In a U.S. Senate banking committee hearing on Feb. 5, Senator John Kennedy asked Bessent if the United States would lower tariffs on Canada to zero if the country also lowered all tariffs on the United States.
“Absolutely not,” Bessent said, adding that the United States cannot allow its northern border to be used “as a way for Chinese EVs to come into the U.S.”
On Jan. 16, the Liberal government announced that Canada would reduce its tariffs on Chinese EVs from 100 percent to the “most-favoured-nation” tariff rate of 6.1 percent on 49,000 EVs per year, following a meeting between Prime Minister Mark Carney and Chinese officials in Beijing.

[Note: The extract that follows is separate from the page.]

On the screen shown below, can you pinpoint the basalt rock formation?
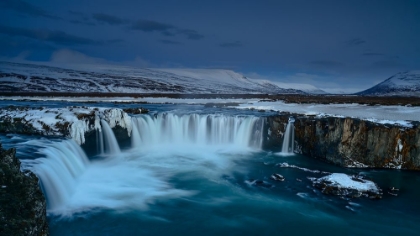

The Trump administration has taken issue with Canada’s deals with China, with U.S. President Donald Trump saying on Jan. 24 that if Canada “makes a deal with China” it would be subject to 100 percent U.S. tariffs. Carney responded that Canada isn’t pursuing a free-trade deal with Beijing.
Trump’s latest tariff threat against Canada came days after Carney gave a speech at the World Economic Forum (WEF) in Davos on Jan. 20, where he criticized U.S. pressure to acquire Greenland and said middle powers should band together to resist pressure from major powers.
Trump said the next day in his speech at the WEF that Carney “wasn’t so grateful,” and added that Canada “lives because of the United States.” Carney said the next day that Canada “does not live because of the United States. Canada thrives because we are Canadian.”
Trump’s other cabinet members also criticized Canada for the move, with U.S. Transport Secretary Sean Duffy saying Canada “will live to regret the day they let the Chinese Communist Party flood the market with their EVs.”
Carney has said that the new agreements with China are targeted at specific trade issue . While in Beijing in January, he also said that he is pursuing a strategic partnership with China “that builds on the best of our past, reflects the world as it is today, and benefits the people of both our nations.”